Propulsion and Thrust
There are at least 4 kinds of space propulsion that we know about in the game. Maneuvering thrusters, main thrusters, jump engines and jump points.
This game is going to be a quasi-Newtonian, real-as-possible-without-sacrificing-fun-gameplay-or-cool-immersion experience. Laser guns will still go pew-pew in the vacuum of space, and by and large, your F7C Hornet will fly much like a P51 Mustang. But, unlike WWII fighters, in order to achieve the yaws, pitches and rolls you need to dive in on your opponent’s six, you’re gonna need maneuvering jets, not ailerons and elevators. Ranging in number from 6 on the Aurora to 16 on the Cutlass to who knows how many on the X’ian scout, these jets will provide in-engine impulses to your digital airframe to get your nose pointed in the right direction.
And when you do get pointed the right way, your main thrusters will provide you the power to get where you’re going. All playable ships – with the apparent exception of the Xi’an Scout – will have one to eight main thrusters to provide powered flight. The In Flight Control System is still a work in progress, and we’ll link you to the developer thread where the programmers are discussing it with the community. Right now, the system is evolving in the direction of making your maneuvering thrusters and main thrusters work together in different ways. Depending on the quality and type of avionics you have installed AND whether or not you have certain safety and stability features turned on, you might be nimble as a jackrabbit or graceful as an elephant with a hangover.

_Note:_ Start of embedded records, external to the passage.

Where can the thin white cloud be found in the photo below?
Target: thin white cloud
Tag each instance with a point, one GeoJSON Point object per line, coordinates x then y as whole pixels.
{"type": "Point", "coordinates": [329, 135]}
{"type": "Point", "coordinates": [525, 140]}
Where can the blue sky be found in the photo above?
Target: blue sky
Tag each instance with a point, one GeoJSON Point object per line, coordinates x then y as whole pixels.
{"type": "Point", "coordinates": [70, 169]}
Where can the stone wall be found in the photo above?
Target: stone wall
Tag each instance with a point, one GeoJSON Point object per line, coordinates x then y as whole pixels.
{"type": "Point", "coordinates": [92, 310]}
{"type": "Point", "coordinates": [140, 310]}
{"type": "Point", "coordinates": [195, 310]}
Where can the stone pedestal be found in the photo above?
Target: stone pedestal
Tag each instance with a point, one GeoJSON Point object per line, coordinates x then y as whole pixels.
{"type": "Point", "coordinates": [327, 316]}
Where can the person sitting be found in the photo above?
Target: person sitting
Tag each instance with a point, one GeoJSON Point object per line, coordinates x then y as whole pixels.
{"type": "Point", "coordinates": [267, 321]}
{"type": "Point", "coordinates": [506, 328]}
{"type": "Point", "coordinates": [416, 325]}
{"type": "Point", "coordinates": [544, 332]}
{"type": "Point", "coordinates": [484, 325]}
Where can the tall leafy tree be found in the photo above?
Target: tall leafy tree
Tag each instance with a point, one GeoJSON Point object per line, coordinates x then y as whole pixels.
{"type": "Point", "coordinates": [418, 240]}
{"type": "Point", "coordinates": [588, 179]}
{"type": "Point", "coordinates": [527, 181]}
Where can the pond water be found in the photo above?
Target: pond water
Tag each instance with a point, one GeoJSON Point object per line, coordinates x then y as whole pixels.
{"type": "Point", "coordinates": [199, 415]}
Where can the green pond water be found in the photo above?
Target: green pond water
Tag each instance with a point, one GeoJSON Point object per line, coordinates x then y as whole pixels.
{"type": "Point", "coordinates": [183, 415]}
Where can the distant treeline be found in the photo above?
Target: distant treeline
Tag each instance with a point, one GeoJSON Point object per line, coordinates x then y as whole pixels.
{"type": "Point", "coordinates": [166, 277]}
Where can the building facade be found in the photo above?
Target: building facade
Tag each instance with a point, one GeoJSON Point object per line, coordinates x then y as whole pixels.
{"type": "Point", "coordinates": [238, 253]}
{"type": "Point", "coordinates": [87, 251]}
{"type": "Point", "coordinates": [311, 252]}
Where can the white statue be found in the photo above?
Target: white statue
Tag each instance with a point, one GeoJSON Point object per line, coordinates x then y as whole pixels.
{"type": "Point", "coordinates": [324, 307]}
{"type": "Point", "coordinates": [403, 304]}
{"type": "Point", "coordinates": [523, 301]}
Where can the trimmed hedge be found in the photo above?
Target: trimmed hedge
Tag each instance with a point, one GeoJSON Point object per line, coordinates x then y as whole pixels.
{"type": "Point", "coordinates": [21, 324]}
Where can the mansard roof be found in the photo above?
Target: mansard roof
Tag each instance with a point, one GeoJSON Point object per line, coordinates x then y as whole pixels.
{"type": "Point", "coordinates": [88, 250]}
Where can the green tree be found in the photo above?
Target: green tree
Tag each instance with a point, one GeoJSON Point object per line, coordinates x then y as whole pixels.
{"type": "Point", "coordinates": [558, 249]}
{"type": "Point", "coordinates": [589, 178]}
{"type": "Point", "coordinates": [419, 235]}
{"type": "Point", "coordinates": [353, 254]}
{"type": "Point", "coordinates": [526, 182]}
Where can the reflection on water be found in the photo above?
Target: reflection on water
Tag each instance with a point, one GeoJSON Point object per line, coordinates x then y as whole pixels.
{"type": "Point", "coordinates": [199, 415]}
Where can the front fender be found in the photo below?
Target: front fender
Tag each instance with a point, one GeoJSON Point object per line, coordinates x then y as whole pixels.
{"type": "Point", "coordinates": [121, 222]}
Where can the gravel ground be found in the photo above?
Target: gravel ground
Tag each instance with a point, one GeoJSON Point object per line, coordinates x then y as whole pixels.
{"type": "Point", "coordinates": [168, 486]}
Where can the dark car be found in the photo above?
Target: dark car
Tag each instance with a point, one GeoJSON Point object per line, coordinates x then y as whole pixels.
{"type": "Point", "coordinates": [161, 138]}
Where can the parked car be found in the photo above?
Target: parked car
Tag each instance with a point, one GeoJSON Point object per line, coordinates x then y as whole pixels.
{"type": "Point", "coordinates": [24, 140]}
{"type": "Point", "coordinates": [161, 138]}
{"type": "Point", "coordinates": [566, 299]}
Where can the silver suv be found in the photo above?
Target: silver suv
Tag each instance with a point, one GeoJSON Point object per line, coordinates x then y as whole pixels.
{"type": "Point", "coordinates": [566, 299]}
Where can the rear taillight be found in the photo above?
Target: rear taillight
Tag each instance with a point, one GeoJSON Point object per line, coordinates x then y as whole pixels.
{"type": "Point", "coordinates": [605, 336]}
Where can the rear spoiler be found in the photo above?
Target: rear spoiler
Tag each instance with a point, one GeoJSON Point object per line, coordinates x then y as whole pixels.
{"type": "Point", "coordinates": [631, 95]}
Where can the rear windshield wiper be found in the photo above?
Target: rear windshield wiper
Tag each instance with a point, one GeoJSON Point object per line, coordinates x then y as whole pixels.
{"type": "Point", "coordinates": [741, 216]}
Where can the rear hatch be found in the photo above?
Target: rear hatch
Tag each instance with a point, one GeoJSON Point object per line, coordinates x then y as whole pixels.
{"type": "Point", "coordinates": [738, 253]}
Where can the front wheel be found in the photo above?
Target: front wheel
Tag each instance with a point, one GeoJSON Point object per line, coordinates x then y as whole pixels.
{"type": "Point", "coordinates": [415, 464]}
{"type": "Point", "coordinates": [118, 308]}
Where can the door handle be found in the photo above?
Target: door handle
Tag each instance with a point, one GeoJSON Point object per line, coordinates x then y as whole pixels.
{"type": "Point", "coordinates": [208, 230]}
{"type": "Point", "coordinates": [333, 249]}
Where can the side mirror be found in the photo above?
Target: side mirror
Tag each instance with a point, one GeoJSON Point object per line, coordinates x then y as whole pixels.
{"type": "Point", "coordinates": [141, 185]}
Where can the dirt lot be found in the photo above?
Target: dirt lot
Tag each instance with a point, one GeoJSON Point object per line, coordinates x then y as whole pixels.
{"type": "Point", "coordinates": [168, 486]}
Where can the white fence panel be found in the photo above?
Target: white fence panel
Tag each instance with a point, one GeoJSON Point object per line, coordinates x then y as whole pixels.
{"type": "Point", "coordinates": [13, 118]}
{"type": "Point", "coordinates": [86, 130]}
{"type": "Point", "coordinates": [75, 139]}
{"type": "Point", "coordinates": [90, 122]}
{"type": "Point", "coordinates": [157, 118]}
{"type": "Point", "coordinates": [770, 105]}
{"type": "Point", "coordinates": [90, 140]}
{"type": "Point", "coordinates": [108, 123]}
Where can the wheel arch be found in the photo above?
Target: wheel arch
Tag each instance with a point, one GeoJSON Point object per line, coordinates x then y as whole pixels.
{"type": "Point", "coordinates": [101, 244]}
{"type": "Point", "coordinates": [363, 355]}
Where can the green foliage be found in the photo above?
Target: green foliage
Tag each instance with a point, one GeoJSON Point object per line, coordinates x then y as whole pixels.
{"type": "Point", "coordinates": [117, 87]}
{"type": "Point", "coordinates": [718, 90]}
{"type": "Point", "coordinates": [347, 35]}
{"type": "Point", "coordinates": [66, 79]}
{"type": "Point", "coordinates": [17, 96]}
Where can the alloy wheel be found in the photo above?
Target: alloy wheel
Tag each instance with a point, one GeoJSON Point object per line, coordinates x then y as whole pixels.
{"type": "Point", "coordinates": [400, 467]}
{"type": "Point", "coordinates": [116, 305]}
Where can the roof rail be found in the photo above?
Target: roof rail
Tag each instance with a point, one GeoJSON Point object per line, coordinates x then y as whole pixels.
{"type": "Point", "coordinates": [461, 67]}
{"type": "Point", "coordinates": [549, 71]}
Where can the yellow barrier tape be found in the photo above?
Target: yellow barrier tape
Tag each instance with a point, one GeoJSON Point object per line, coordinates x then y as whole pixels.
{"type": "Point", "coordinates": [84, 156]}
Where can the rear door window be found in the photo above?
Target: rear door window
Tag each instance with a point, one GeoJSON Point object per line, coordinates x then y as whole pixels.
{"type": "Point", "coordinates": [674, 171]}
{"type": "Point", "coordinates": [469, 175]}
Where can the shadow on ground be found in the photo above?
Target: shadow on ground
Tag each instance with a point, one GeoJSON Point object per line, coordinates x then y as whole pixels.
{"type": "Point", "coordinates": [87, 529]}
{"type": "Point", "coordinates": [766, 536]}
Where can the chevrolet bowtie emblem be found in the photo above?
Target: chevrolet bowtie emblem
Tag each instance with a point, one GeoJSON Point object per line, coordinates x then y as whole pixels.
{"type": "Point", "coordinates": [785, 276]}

This game is quasi-Newtonian, so you’d think that you could just light the fires and accelerate to infinity and beyond. Well, not so fast. Your top speed in Newtonian space will be limited for in-fiction safety reasons – to prevent you from jellifying yourself in a tight turn. Also, for in-game reasons: this is supposed to be WWII dogfighting in space, not Space Invaders on amphetamines.
Also, even the best science-fictiony chemical thrusters aren’t practical for interplanetary travel. Space, is big. Really big. I mean, you may think it’s a long way down the road to the chemist’s, but that’s just peanuts to space! For really long trips – like from planetary orbit to a jump point – you need a jump engine. The details are still under development, but as far as we can figure out right now, it’s going to feel like when Firefly’s Serenity did one of its main engine burns.
In-fiction, lighting this drive off will result in travel at a not-insignificant fraction of lightspeed toward your destination. In-game, you’ll likely be switching instances from orbit to jump point. In-fiction, EM, gravitational or physical disturbances might cause your jump drive to cut out. In game, the system might decide to throw a random encounter at you and force you to deal with a rogue asteroid or hostile intercept.
And finally, we come to the depths of interstellar space. To get from here to light years from here, you need to traverse a jump point. Your jump engine will reconfigure itself and interact with your avionics to easily and safely cross any and all charted jump points stored in your computer. Is this point uncharted? Are your charts outdated or incomplete? Well, things just got a whole lot more exciting for you. Hopefully they can recover your escape pod.
https://forums.robertsspaceindustries.com/discussion/95606/dogfighting-module-programming/p2
So, what’s in a name? Well a ‘nugget’, as well as being a small, bite-sized piece of information is also the name for a trainee pilot. Nuggets for Nuggets is a weekly section of the show where we delve into the mechanics of Star Citizen and give you the gory details from the inside out. As the game is still in active development, all the information given is subject to change but we will revisit sections in the future to bring you up to speed.